Of course, 50% is a pretty big haircut and the upfront consideration probably undervalued the core business on a standalone basis. But the reason we weren’t comfortable offering a consideration equal to the standalone fair value of the core business upfront is because the core business wasn’t standing alone. Its management was distracted, its cash flow wasn’t 100% distributable, there was the potential for conflict in deciding what to do next, and taking steps to help the core business stand alone would be expensive (severance and lawyers and liquidation processes add up). 

All of these things are risks and if you are going to take them, our view is that you need to be compensated for doing so. How do you do that?

In our line of work we see a lot of what academics would call “idiosyncratic risk.” These are risks that are unique to a situation and so therefore aren’t captured in the risk premia assigned to more widespread factors such as illiquidity, small-size, or equity risk. Examples include:

  • Inaccurate information risk: We’ve seen businesses that track their inventory in a spiral notebook and also lost track of inventory “back in the 90s.”

  • Slow feedback loop risk: We’ve seen businesses that don’t close their books until six to eight weeks after the end of the month and others that only do reconciliations quarterly.

  • Whim risk: We once saw a business whose sole supplier was wholly-owned by a hostile foreign government and another whose sole customer was a big box retailer. In either case, the reversal of course by the counterparty would cause the business to disappear overnight.

  • Rural risk: It’s really hard to relocate talent to small towns.

  • Relationship risk: Are customer relationships with the business or with an individual?

The list goes on…

Now, some of these, like whim risk, could metastasize overnight, while others, like rural risk, manifest themselves as more incremental long-term headwinds. But you can take any of them (and we have taken some, but not all of these) provided you are compensated for taking them. Now, if you asked a firm to do an independent valuation, they might look at these idiosyncratic risks and bucket them into an “Additional Risk Premium” that they add to the discount rate when valuing a projected stream of cash flows. And that’s one way to do it, and we do increase our required rate of return as we identify more and more idiosyncratic risks.

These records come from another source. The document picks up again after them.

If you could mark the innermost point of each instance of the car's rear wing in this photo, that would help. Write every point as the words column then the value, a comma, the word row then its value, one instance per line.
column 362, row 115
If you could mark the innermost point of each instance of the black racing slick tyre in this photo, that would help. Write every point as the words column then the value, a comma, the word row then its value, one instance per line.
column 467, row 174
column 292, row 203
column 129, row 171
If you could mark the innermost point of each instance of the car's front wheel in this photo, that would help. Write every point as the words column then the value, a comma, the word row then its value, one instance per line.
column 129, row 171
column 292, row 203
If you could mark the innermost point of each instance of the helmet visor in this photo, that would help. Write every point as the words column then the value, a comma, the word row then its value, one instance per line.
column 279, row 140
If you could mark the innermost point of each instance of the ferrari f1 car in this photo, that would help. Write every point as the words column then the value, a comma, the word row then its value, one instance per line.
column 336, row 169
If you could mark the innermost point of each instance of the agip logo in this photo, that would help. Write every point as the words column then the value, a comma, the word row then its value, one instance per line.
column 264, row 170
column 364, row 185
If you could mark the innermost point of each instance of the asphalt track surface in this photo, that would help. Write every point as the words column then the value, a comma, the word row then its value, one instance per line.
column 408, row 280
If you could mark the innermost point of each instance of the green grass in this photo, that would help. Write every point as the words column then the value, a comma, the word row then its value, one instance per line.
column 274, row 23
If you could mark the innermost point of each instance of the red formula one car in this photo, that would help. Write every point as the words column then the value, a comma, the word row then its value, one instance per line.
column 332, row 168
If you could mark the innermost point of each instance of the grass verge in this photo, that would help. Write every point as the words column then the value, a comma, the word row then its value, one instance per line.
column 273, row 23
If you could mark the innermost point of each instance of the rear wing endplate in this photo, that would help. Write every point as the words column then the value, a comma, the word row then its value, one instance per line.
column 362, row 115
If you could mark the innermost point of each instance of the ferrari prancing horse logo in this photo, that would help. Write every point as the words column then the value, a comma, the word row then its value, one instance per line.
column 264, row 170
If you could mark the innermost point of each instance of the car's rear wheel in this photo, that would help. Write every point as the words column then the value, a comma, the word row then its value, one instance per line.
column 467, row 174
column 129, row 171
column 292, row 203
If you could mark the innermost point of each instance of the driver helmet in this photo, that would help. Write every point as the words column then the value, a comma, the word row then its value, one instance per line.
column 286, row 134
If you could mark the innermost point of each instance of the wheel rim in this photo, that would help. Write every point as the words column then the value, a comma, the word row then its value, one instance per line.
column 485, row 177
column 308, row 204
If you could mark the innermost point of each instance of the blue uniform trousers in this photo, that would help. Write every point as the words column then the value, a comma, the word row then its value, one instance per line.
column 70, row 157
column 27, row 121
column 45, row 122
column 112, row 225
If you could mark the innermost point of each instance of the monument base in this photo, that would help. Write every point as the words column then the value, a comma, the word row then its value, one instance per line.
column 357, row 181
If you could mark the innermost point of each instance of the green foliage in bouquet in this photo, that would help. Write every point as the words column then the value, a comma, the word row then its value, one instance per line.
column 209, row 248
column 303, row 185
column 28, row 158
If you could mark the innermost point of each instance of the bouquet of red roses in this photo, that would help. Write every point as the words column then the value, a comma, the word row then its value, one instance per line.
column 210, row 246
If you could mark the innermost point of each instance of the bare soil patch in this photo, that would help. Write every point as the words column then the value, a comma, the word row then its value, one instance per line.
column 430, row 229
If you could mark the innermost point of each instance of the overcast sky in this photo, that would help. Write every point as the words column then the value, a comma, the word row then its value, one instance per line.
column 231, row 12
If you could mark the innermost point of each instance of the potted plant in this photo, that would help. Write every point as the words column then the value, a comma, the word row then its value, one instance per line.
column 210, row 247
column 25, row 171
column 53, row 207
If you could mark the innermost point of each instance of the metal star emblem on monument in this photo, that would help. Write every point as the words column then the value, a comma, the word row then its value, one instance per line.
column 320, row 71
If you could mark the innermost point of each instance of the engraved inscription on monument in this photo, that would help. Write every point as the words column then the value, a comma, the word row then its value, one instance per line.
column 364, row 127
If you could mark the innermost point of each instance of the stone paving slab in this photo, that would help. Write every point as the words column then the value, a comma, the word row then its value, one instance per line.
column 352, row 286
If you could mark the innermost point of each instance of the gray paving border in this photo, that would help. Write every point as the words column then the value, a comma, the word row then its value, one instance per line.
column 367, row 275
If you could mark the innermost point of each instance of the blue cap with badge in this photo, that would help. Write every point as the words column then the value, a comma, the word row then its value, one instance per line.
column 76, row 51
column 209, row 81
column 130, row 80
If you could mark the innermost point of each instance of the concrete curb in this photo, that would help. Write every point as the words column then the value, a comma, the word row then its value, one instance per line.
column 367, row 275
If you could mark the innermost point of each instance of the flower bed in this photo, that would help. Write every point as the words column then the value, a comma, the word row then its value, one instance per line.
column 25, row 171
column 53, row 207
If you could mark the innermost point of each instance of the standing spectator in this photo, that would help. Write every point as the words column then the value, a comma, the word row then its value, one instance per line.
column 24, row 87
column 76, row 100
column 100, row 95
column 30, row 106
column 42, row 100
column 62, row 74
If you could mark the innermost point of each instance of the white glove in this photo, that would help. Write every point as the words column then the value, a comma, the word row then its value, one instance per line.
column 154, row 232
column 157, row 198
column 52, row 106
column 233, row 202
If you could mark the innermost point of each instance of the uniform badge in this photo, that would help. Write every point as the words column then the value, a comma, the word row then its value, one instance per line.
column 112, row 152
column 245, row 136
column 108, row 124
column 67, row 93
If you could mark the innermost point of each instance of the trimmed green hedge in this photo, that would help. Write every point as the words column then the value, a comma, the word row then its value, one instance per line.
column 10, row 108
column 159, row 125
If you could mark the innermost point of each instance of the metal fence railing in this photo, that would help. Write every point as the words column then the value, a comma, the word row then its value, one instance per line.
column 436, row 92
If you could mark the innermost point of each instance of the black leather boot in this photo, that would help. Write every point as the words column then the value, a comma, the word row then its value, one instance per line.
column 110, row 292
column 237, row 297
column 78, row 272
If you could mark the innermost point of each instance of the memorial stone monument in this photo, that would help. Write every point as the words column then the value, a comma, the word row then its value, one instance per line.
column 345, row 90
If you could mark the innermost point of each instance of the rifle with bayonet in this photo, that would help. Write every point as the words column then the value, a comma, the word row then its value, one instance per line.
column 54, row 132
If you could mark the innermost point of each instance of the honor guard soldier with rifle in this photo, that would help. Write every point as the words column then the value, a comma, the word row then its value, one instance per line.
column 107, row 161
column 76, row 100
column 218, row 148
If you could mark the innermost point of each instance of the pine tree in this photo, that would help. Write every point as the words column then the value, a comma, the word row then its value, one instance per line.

But structure is another useful tool in making sure investors are compensated for taking odd risks because thoughtful structures can more effectively account for the potential timing and magnitude of the impact of a specific risk materializing.

For example, in the case of whim risk, the business might disappear overnight. To be compensated for that might mean negotiating a deal structure with a shorter payback period and perhaps attaching a put option as well. 

For something longer-term like rural risk, you might ask for some kind of hurdle or preferred return that bakes in the expected growth rate in the event it doesn’t materialize.

To return to our offer of 50% guaranteed at close and 50% contingent and deferred to invest in a turnaround project, we felt that our offer was fair because it compensated the seller appropriately for what had been achieved to date, but also recognized that they were offloading significant risk to us. But offers aren’t made in a vacuum, and in this case we got blown out of the water by someone who offered more than us all guaranteed at close. 

Now, that’s a great offer if you want to get a deal done, and in terms of immediate feedback loops, mission accomplished. But is that buyer being compensated for the longer-term risks they are taking or is it the case that we wrongly perceived more risk than was real? Only time can tell on that.